Поскольку запись на курс лекций производится бесплатно, я запишусь и на юридический и на филологический факультеты. Я мальчик серьезный.
По крайней мере в сотый раз я посетил туалетную комнату и в сотый раз не прикоснулся к туалетному столику, где стоял несессер со всеми полагающимися принадлежностями, помеченными буквой «Д». До меня у тетушки Полэн жила студентка, которая в один прекрасный день исчезла, оставив кое-какие пустячки вроде этого несессера и неоплаченные за три месяца счета. (Со мной этого бояться нечего — мсье Резо аккуратно переводит месячную плату.) Из всего этого набора я пользовался лишь расческой, лишившейся трех зубьев. В коробочке из поддельной слоновой кости оставалось еще немножко пудры, и, несмотря на свою малую опытность, я знал, что пудру такого оттенка употребляют брюнетки. Ни за что на свете я не стал бы мыться этой дряблой губкой, которая, несомненно, касалась груди незнакомки, прохаживалась — фу! — по всем извилинам ее тела. Впрочем, мылся я не особенно рьяно: в этой области я получил довольно приблизительное воспитание, и, следуя его правилам, я обычно ограничивался кратким прикосновением уголка мокрого полотенца к своей физиономии.
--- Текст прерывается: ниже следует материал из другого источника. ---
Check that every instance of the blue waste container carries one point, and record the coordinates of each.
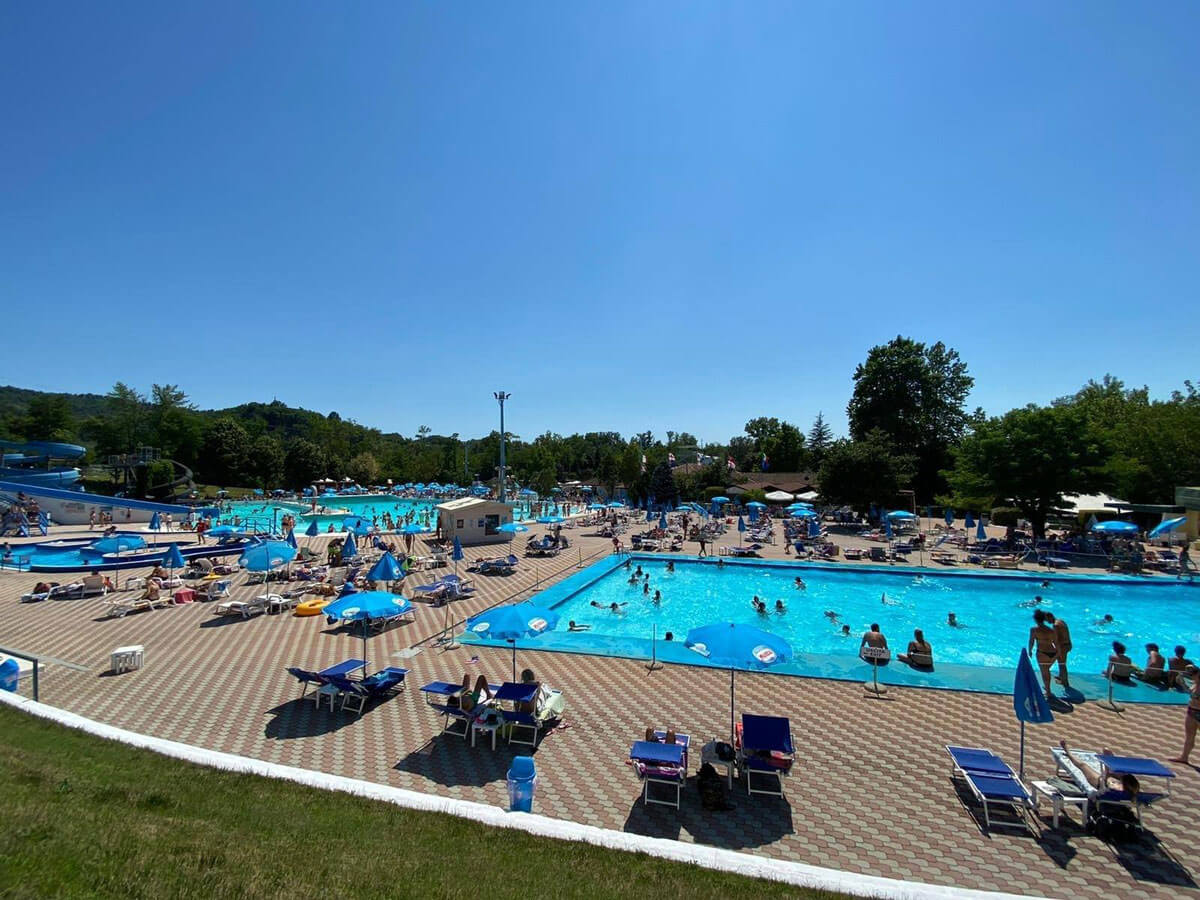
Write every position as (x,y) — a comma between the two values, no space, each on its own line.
(522,784)
(10,675)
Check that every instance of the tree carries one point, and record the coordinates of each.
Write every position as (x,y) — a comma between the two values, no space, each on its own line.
(265,460)
(304,463)
(1029,459)
(663,486)
(223,455)
(916,395)
(48,418)
(858,473)
(820,438)
(364,468)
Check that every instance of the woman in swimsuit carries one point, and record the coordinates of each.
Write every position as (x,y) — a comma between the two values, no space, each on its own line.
(1043,637)
(1193,714)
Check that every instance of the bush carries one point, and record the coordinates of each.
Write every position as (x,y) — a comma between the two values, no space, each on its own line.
(1006,516)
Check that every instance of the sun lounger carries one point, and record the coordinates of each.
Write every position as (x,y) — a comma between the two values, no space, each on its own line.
(443,697)
(1140,767)
(355,695)
(993,783)
(661,763)
(765,750)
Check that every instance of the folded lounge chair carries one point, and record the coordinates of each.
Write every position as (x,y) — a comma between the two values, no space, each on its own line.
(661,763)
(765,750)
(993,783)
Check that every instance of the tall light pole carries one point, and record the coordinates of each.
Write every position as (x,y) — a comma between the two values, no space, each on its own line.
(502,396)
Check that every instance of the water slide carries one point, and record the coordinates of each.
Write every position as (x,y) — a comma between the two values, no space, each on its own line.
(76,507)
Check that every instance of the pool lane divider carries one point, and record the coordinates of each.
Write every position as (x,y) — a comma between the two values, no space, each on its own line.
(715,858)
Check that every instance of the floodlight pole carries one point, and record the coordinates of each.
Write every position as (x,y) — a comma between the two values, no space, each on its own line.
(501,396)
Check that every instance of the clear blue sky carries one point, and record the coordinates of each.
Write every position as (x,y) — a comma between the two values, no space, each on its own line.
(630,216)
— Кофе, кофе, кофе! — пропела тетушка Полэн.
Каждое утро она выводила на разные лады этот припев, а уж потом кричала через дверь: «Гитлер получил девяносто процентов голосов!» — или: «Начался суд над поджигателями рейхстага!» Никогда она не входила в мою комнату, где шкаф и столик белого дерева были совсем недавно выкрашены светло-серой эмалевой краской. Ни разу я не видел, как она оправляет мою постель, как застилает ее покрывалом из шелкового репса.
— Кофе, кофе! А знаете, Димитрову, по-видимому, удастся выкрутиться.